Si eres un gentil no salvo, ¡no caigas en la trampa! Dios te prometió la vida eterna mucho antes de que se diera la Ley, y el apóstol que reveló esta promesa dice que la vida eterna no se puede obtener por las “obras de justicia” de la Ley (Tit. 3:5). Además declara que es “por el lavamiento de la regeneración” (Tit. 3:5) que somos salvos, y no por el lavamiento del bautismo en agua. La “regeneración” o nuevo nacimiento del que habla es tuyo “por la gracia… por medio de la fe” (Ef. 2:8), la fe en el hecho de que Cristo murió por tus pecados y resucitó (I Cor. 15:1- 4).

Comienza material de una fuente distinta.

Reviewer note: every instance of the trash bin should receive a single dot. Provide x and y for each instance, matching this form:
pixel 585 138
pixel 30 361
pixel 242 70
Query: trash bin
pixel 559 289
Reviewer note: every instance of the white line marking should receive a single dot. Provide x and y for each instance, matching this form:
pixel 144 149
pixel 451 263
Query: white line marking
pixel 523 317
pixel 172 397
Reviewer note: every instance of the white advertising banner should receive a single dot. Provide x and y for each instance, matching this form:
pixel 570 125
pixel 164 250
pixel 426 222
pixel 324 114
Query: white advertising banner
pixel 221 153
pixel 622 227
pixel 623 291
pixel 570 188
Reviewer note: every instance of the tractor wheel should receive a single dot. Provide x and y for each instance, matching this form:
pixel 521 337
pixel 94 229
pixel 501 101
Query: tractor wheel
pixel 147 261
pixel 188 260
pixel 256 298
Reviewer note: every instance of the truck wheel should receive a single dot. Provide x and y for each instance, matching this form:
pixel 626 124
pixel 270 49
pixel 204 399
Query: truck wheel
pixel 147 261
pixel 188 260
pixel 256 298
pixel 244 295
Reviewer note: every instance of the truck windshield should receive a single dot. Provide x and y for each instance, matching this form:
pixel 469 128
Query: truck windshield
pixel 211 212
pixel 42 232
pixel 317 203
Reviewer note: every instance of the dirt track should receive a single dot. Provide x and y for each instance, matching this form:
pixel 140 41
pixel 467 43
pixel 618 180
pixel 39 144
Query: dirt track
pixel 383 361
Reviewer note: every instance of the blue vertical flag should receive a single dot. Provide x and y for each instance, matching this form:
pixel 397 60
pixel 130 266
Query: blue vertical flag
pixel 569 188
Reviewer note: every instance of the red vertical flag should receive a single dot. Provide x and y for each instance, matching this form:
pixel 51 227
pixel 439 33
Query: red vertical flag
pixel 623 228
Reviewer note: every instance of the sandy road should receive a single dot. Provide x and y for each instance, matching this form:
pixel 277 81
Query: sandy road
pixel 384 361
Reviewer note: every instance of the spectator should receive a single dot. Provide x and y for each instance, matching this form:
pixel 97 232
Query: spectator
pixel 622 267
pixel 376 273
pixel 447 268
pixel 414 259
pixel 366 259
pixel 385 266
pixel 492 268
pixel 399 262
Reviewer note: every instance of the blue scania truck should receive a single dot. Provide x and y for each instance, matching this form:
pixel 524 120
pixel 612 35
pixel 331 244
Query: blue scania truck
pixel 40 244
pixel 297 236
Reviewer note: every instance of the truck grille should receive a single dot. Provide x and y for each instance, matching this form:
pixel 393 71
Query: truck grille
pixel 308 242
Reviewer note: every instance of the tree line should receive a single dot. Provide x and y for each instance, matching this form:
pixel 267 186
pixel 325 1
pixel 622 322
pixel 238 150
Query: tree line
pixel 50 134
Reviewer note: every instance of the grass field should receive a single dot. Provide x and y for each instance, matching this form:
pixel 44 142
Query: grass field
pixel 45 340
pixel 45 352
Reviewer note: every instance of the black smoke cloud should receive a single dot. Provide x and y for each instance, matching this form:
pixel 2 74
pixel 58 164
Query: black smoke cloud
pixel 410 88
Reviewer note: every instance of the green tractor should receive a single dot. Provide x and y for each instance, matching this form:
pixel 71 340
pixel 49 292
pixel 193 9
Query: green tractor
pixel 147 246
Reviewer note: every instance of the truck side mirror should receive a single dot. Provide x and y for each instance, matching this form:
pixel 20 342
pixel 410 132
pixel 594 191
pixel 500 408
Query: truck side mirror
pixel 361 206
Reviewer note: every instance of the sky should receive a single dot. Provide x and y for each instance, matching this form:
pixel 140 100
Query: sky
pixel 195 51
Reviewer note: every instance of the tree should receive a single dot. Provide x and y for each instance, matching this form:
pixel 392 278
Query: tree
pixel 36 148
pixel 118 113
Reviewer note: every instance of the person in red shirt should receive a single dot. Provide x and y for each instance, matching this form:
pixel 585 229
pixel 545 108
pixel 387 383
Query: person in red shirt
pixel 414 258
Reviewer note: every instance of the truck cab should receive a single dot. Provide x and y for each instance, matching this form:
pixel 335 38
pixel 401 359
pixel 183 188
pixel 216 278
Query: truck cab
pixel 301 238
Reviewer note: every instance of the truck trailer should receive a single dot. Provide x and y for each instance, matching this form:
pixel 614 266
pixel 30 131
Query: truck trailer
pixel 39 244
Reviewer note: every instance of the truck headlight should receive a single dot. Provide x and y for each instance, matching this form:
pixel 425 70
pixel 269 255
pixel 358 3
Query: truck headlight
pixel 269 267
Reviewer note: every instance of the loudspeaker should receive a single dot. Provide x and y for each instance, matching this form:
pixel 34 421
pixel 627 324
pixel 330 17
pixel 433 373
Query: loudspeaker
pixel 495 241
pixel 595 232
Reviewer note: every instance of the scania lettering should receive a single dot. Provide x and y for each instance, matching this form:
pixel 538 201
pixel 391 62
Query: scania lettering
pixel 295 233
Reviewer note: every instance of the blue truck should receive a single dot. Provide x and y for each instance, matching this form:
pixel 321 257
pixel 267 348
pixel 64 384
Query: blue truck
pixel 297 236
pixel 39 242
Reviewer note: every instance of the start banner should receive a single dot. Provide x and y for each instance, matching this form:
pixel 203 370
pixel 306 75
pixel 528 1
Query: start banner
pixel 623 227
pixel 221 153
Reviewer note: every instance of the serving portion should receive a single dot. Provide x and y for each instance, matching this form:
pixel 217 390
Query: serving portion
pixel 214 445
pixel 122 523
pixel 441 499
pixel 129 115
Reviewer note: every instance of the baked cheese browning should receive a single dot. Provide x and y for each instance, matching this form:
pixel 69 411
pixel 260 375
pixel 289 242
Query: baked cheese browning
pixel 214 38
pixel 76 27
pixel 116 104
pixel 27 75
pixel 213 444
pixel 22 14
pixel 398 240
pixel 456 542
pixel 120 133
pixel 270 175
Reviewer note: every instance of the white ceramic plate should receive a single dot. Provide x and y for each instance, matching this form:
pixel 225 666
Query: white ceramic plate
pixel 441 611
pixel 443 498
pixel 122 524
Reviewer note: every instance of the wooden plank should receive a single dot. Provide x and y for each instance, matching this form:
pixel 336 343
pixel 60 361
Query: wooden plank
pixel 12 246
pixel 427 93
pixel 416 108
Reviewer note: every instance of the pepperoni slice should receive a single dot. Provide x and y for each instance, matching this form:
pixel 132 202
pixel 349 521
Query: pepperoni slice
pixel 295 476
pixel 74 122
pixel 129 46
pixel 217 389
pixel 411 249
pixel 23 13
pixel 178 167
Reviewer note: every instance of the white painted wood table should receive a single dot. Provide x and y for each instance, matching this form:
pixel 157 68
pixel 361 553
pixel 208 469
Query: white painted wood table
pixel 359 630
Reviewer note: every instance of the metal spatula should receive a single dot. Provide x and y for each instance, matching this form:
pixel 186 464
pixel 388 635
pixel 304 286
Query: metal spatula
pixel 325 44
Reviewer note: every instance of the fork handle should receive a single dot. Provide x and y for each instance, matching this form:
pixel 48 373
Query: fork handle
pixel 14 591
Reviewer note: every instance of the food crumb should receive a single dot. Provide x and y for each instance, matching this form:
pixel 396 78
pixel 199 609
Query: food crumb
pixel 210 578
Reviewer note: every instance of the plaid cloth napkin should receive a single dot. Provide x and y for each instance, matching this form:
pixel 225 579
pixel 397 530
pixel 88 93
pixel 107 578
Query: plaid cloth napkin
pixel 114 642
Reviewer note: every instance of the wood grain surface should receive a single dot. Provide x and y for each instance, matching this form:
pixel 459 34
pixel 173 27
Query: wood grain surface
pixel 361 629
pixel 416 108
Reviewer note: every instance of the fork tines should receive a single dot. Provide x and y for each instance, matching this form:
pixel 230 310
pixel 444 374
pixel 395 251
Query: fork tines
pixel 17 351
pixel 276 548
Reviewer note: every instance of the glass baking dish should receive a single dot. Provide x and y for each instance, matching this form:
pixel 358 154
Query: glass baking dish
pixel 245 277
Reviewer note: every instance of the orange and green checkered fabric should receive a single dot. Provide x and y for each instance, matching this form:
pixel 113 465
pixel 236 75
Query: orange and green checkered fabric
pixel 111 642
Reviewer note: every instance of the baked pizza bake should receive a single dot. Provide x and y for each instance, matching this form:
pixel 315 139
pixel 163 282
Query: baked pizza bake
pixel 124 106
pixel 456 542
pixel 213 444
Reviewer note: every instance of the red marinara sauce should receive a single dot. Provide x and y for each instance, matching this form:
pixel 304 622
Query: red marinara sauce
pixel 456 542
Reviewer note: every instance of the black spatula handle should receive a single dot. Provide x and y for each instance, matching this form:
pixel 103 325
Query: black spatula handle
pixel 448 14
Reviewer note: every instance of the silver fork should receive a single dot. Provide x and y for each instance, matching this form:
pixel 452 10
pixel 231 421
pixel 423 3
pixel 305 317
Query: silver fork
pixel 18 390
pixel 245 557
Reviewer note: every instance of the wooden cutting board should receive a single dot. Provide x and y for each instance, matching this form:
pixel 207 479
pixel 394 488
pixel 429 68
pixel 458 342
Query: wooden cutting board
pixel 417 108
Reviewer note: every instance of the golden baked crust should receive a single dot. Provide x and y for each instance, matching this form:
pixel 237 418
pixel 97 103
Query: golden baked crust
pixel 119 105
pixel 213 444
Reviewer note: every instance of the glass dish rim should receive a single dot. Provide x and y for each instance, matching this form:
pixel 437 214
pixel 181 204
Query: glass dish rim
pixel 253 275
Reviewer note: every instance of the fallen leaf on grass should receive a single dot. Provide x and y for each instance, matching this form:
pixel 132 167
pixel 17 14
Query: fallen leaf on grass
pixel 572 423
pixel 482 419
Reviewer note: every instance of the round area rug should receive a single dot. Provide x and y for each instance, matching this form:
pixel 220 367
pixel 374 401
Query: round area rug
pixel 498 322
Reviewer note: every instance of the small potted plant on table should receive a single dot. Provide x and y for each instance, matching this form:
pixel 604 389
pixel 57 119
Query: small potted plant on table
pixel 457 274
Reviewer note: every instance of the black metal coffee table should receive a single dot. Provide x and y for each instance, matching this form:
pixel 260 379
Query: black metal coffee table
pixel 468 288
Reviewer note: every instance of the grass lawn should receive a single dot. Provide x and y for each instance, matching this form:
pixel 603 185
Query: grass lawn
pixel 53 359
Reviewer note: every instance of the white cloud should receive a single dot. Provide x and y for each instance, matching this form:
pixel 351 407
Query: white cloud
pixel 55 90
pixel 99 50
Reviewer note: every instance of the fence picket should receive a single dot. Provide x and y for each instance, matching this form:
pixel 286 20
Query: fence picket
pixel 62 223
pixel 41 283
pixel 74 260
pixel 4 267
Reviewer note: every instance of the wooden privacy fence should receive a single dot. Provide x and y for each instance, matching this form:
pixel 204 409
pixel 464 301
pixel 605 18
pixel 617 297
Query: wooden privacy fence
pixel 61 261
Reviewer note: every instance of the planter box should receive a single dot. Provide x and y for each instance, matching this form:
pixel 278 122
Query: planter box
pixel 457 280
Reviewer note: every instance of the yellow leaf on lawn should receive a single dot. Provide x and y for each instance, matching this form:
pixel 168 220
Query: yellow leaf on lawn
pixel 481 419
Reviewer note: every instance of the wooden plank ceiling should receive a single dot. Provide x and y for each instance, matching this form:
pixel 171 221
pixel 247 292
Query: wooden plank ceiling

Y si eres un judío no salvo, ¡las cosas también han cambiado para ti! Así como los gentiles que querían ser salvos en el pasado tenían que mirar a Moisés, el líder espiritual de los judíos, y ser salvos a través de la Ley, así los judíos que quieren salvarse hoy deben mirar a Pablo, “el apóstol de los gentiles”. ” (Rom. 11:13), y ser salvo por gracia a través de la fe. ¡Así es como el Cuerpo de Cristo llegó a estar compuesto de judíos y gentiles (I Cor. 12:13; Gá. 3:28)!

Entonces, seas judío o gentil, “Cree en el Señor Jesucristo, y serás salvo” (Hechos 16:31).